Maybe the index is rowstore index, maybe it’s columnstore index, maybe an indexed view needs to be defined on the table, or a mix of all these. So maybe it’s 2 indexes, maybe it’s 20 indexes, …. But don’t stop when you reach 7, if more index will be better and stop before 7 when this is enough!
My most consulting engagements are for TB of the databases.
I appreciate your opinion is different from me.
However, as I said, I have found maximum number of 7 indexes efficient in 99% of my business cases. When I see that even 10% need a different number, I will for sure change the recommendations.
I have come to believe that 7 is the max you want as indexes and in most cases 4-5 are great enough! So in reality, usually I stop at 4-5.
This is such a broad statement to claim there will be no performance issues.
Based on the above, if I had a database where each table only had a single clustered index on an auto incrementing Id and contained millions of rows, there would be no performance issues. No chance!
What about covering indexes to improve query performance? Most of the time they have more then 5-7 columns..
As long as you are under 5-7 columns and 5-7 indexes, you are good.
> But MS’s experience says that in version 2008 R2 it was necessary to expand from 250 to 1000 index per table.
Just because you *can* do something, doesn’t mean that it is a good idea.
>With their experience, I think it is dangerous to make a general recommendation of max 7.
If you follow Brent Ozar, you will find that his general guideline – not a hard and fast rule – is that a table should not have more than 5 indexes. So Pinal says 7, and Brent says 5, based on their experience.
> There are many tables with a lot of columns. SALESLINE in Dyn Ax has 80 columns.
I’m not familiar with this particular database, but another general rule – not hard and fast – is that a properly normalized database will have about 25-35 columns maximum in any table. Perhaps SALESLINE in Dyn Ax is not a shining example of a properly normalized database. So yeah, maybe you do need more indexes in this case.
My problem is that you specify a limit at all, instead of talking about what indexes are needed for a table and the manipulations that are made against this table. For 5 indexes may as well be too many for a table. Maybe there should only be 2 indexes.
It is important to emphasize that normalization has nothing to do with the number of columns. A table with 80 columns can be on 5NF. Normalization says something about the relationships between information in different columns – key and non-key columns. But creating a table with 80 columns, can be a bad physical design. When going from the logical model to the physical model, it must be decided, whether you should split the 80 columns into several tables based on user scenarios and/or performance and/or null-notnull and/or ….
But I’m sure, that MS makes this changes in 2008, because there was a need.
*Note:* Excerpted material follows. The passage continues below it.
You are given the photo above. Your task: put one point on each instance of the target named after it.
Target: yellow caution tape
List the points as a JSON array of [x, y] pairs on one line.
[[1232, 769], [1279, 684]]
The changes could create many complications, so they don’t do it just because … And there is far way from 5/7 over 250 to 1000. By defining that kind of restriction, you can also get the impression, that if you just staying below 5/7, then everything is fine, and this is not truth. It is important to know the consequences of how the index is defined and how SQL Server then uses these indexes.